时间:2024-04-11 19:13:59浏览次数:24  
标签:推特 Natural sentence text list Kaggle feature words word

和新闻按照标题分类差不多,用的朴素贝叶斯

#导入必要的包
import random
import sys

from sklearn import model_selection
from sklearn.naive_bayes import MultinomialNB
import joblib
import re,string
import pandas as pd
import numpy as np
def text_to_words(file_path):#将文本拆分成 词语 和 标签
    myTrain = pd.read_csv(file_path)
    sentences_arr = []
    lab_arr = list(myTrain.values[:, 4])
    for i in range(len(myTrain.values)):
        sentence = myTrain.values[i, 3].split('	')[-1].strip()  # 得到句子
        sentence = re.sub("[\s+\.\!\/_,$%^*(+\"\')]+|[+——()?【】“”!,。?、~@#¥%……&*()《》:]+", " ", sentence)  # sub是代替,这里是把标点符号换成空格
        sentence = sentence.split(' ')
        sentences_arr.append(sentence)

    return sentences_arr, lab_arr
def load_stopwords(file_path):#创建停用词表
    stopwords = [line.strip() for line in open(file_path, encoding='UTF-8').readlines()]#line.strip()用于去除两端空格
    return stopwords
def get_dict(sentences_arr,stopswords):#生成词典
    word_dic = {}
    for sentence in sentences_arr:
        for word in sentence:
            if word != ' ' and word.isalpha():#isalpha函数用于判断字符串是否全部由字母组成
                if word not in stopswords:
                    word_dic[word] = word_dic.get(word,1) + 1
    word_dic=sorted(word_dic.items(),key=lambda x:x[1],reverse=True) #按词频序排列

    return word_dic

def get_feature_words(word_dic,word_num):#选取出现次数最多的前 word_num 个单词作为特征词
    n = 0
    feature_words = []
    for word in word_dic:
        if n < word_num:
            feature_words.append(word[0])
        n += 1
    return feature_words

# 文本特征
def get_text_features(train_data_list, test_data_list, feature_words):#根据特征词,将 训练集 和 测试集 中的句子转化为特征向量
    def text_features(text, feature_words):
        text_words = set(text)
        features = [1 if word in text_words else 0 for word in feature_words] # 形成特征向量
        return features
    train_feature_list = [text_features(text, feature_words) for text in train_data_list]
    test_feature_list = [text_features(text, feature_words) for text in test_data_list]
    return train_feature_list, test_feature_list


sentences_arr, lab_arr = text_to_words('../train.csv')#获取分词后的数据及标签
print(sentences_arr[0])

stopwords = load_stopwords('../stopwords.txt')#加载停用词
word_dic = get_dict(sentences_arr,stopwords)#生成词典
train_data_list, test_data_list, train_class_list, test_class_list = model_selection.train_test_split(sentences_arr,lab_arr,test_size=0.1)#数据集划分
feature_words =  get_feature_words(word_dic,1000)#生成特征词列表



train_feature_list,test_feature_list = get_text_features(train_data_list,test_data_list,feature_words)#生成特征向量
from sklearn.metrics import accuracy_score,classification_report

#获取朴素贝叶斯分类器
classifier = MultinomialNB(alpha=1.0,  # 拉普拉斯平滑
                          fit_prior=True,  #否要考虑先验概率
                          class_prior=None)
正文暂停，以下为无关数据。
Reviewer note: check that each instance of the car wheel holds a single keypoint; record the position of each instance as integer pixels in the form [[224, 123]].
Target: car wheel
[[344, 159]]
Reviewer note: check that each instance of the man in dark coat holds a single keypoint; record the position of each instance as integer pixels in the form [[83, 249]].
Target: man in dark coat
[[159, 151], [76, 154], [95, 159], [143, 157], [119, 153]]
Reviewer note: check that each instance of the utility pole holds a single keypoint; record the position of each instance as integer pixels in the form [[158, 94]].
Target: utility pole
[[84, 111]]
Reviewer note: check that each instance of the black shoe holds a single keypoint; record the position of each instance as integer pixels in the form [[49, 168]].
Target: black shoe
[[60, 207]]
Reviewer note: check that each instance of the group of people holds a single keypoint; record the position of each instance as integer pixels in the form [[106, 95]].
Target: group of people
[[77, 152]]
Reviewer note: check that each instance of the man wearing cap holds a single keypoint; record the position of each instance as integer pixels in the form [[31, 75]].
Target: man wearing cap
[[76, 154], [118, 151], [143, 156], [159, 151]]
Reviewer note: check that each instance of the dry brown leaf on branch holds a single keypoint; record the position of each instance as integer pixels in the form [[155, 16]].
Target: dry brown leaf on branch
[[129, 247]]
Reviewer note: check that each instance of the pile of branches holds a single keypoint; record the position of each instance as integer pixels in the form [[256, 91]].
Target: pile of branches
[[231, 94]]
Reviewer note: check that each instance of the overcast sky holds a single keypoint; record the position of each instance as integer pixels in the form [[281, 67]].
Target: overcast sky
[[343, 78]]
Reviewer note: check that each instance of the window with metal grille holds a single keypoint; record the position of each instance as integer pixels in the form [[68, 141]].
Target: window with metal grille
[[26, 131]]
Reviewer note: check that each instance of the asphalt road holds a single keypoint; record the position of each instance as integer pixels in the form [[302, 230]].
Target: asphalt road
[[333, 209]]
print(type(train_feature_list))
print(type(train_class_list))
classifier.fit(train_feature_list, train_class_list)#进行训练

predict = classifier.predict(test_feature_list)# 在验证集上进行验证
test_accuracy = accuracy_score(predict,test_class_list)
print("准确率 accuracy_score: %.4lf"%(test_accuracy))
print("模型评估报告 Classification report for classifier:\n",classification_report(test_class_list, predict))
joblib.dump(classifier, "NewsClassification.model")

myModel = joblib.load("NewsClassification.model")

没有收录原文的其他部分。